It was a fusion of both humanities and STEM,” one student wrote in their course reflection. “An unlikely combo of data science and the history of Holyoke, Mass.,” added another. And this from a third: “It was really cool.”
The course is Statistics 210: “Mining the History of Holyoke,” and it was taught last spring by Nicholas Horton, the Beitzel Professor in Technology and Society (Statistics and Data Science). Horton—who is also the vice president of the American Statistical Association—instructed six students. They are Sarah Edelson ’23, Camden Heafitz ’25, Kevin Jin ’23, Lorraine Oloo ’23, Nahia Pino ’25 and Anna Zhou ’25. They translated their findings into analytic reports, data visualizations, interactive web apps and more.
Their efforts were backed by a grant from the Data Science Corps, part of the National Science Foundation, which encourages student data scientists to analyze data for their local nonprofits. Holyoke was chosen because Horton had ties to Holyoke Community College and, as he said, “I fell in love with worker history and found so many gems in Holyoke.”

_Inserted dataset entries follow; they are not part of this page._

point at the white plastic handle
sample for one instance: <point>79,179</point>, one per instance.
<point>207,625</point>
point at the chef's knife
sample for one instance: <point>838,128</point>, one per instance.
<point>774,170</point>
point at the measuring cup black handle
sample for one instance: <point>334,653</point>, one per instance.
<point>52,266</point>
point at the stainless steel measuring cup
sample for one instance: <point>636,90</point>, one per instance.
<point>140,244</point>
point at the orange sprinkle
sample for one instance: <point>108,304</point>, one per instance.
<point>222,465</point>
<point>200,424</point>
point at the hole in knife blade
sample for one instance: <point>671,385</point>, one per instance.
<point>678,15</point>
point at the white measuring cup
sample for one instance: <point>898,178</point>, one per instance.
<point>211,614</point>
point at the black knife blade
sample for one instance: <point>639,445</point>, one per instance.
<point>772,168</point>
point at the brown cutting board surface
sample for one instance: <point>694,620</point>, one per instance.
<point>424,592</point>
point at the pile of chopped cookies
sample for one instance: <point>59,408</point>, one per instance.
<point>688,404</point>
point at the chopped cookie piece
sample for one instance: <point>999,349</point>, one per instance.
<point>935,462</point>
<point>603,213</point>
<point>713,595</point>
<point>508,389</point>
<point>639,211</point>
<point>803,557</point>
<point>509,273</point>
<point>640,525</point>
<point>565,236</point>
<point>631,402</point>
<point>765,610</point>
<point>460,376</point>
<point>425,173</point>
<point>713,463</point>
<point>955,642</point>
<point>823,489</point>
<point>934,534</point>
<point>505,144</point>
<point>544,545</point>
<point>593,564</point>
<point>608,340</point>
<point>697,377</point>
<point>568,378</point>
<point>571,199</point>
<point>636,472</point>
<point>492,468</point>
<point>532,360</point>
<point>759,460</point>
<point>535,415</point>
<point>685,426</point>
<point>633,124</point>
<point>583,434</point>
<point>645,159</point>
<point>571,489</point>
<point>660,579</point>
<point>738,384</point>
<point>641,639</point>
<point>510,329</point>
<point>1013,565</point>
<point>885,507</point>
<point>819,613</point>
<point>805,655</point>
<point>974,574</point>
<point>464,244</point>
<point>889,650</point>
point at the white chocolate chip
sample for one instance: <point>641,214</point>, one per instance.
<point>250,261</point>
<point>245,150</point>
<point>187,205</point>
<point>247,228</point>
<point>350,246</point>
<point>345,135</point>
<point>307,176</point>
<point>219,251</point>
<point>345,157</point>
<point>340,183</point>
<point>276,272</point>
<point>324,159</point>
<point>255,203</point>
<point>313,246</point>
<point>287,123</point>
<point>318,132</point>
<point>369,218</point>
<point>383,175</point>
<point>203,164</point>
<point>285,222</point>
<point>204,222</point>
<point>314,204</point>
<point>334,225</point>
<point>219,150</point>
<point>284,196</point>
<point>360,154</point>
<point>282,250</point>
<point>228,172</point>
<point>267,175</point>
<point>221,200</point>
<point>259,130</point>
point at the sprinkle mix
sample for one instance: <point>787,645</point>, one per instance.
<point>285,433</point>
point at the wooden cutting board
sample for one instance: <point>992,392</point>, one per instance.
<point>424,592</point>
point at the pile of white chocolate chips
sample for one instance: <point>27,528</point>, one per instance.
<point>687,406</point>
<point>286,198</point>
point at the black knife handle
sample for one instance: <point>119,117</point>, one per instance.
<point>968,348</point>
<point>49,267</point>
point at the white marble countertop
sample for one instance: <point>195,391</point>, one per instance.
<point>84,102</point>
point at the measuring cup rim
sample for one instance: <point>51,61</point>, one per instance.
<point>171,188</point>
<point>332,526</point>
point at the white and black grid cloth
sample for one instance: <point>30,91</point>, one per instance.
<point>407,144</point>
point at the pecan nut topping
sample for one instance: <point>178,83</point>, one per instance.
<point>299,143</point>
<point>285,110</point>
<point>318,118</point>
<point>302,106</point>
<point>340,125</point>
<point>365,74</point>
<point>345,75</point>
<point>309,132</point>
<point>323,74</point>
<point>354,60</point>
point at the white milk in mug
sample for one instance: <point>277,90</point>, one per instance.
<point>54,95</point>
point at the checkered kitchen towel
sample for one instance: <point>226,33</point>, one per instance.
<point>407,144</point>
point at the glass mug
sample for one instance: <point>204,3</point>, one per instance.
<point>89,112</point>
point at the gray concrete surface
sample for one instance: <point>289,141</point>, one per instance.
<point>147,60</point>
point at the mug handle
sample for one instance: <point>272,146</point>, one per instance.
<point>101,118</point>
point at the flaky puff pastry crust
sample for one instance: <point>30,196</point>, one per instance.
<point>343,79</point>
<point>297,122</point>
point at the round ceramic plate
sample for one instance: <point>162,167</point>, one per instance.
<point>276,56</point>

The students dug into the 19th-century history of the Parsons Paper Co., Holyoke’s oldest and longest-running paper mill (1853–2005). They also focused on urban renewal in Holyoke in the 1960s and the papers of Carlos Vega, founder of the local advocacy group Nueva Esperanza.
Much of this hands-on work was conducted in Holyoke at the Wistariahurst Museum Archive. At the end of the course, the students presented their findings at a public event there, focusing on the paper mill. A few students had begun by paging their way through a fragile book containing several decades of Parsons payroll registers, from before and after the U.S. Civil War. Said Pino: “Parsons became the life’s blood of this town, and we wanted to make sure this book was accessible for all of time.” They digitized pages, created image files and launched an interactive GitHub web app.
As the students accumulated more data, it began to tell a story. They could trace patterns of employment, for instance, and wage rates. To wit: A boy working as a cutter of paper made $6.90 a week, a girl cutter $3.40. Illiterate employees—which the students determined by noting whose signature was just the letter X—were paid less than literate ones.
Heafitz and Oloo then did genealogical research to pin down family connections among the employees, and consulted Holyoke’s reverse directory to map where the employees lived. They transcribed hundreds of names—which can help future researchers. “For genealogical purposes,” said Horton, “this will be gold.”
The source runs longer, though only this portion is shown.